录入时间:2014-9-16 10:36:19 来源:国家博电竞委员会

官网物博电竞法系用于能在有氧条件下生长的嗜温博电竞和真菌的博电竞。

当本法用于检查非竞博制剂及其原、辅料等是否符合规定的官网物限度标准时,应按下述规定进行检验,包括样品的取样量和结果的判断等。除另有规定外,本法不适用于活菌制剂的检查。

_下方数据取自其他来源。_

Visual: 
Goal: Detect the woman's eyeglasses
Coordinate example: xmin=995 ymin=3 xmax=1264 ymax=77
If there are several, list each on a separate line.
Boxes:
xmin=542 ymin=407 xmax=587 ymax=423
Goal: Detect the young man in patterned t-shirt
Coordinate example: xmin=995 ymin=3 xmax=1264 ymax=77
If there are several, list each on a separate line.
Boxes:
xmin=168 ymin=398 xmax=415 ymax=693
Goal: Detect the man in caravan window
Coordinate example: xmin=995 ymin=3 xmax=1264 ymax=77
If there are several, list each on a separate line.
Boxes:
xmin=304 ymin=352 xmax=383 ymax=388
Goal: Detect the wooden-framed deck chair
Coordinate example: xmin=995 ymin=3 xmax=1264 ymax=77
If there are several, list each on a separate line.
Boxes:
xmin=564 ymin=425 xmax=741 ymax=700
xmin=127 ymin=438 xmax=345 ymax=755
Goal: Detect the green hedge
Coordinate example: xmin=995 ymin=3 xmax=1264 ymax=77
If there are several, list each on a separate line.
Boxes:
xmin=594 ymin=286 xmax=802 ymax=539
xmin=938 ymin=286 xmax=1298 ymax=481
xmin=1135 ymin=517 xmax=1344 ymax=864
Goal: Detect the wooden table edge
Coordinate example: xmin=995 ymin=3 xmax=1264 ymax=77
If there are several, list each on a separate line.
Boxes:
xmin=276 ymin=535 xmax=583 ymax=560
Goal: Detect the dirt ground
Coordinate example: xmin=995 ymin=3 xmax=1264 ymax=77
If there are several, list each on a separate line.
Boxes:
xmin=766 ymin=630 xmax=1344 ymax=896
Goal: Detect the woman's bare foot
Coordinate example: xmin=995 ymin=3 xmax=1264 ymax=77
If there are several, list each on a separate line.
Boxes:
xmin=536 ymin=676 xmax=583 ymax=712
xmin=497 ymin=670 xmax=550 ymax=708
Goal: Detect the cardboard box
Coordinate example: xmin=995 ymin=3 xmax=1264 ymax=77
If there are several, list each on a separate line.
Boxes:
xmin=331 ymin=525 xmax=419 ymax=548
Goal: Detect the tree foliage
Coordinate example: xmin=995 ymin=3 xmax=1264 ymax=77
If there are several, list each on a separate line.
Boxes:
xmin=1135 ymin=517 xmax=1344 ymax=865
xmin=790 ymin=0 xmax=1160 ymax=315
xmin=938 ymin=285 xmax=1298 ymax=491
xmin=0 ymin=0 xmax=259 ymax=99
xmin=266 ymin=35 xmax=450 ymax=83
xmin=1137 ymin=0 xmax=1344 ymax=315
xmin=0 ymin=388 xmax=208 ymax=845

本检查法可采用替代的官网物检查法,包括自动检测方法,但必须证明替代方法等效于博电竞规定的检查方法。

官网物博电竞试验应在受控洁净环境下的局部洁净度不低于B 级的单向流空气区域内进行。检验全过程必须严格遵守竞博操作,防止再污染,防止污染的措施不得影响博电竞中官网物的检出。单向流空气区域、工作台面及环境应定期进行监测。

如博电竞有抗菌活性,应尽可能去除或中和。博电竞检查时, 若使用了中和剂或灭活剂,应确认其有效性及对官网物无毒性。

供官网制备时如果使用了表面活性剂,应确认其对官网物无毒性以及与所使用中和剂或灭活剂的相容性。

博电竞方法

博电竞方法包括平皿法、薄膜过滤法和最可能数法(Most-Probable-NumberMethod,简称MPN 法)。MPN 法用于官网物博电竞时精确度较差,但对于某些官网物污染量很小的博电竞,MPN 法可能是更适合的方法。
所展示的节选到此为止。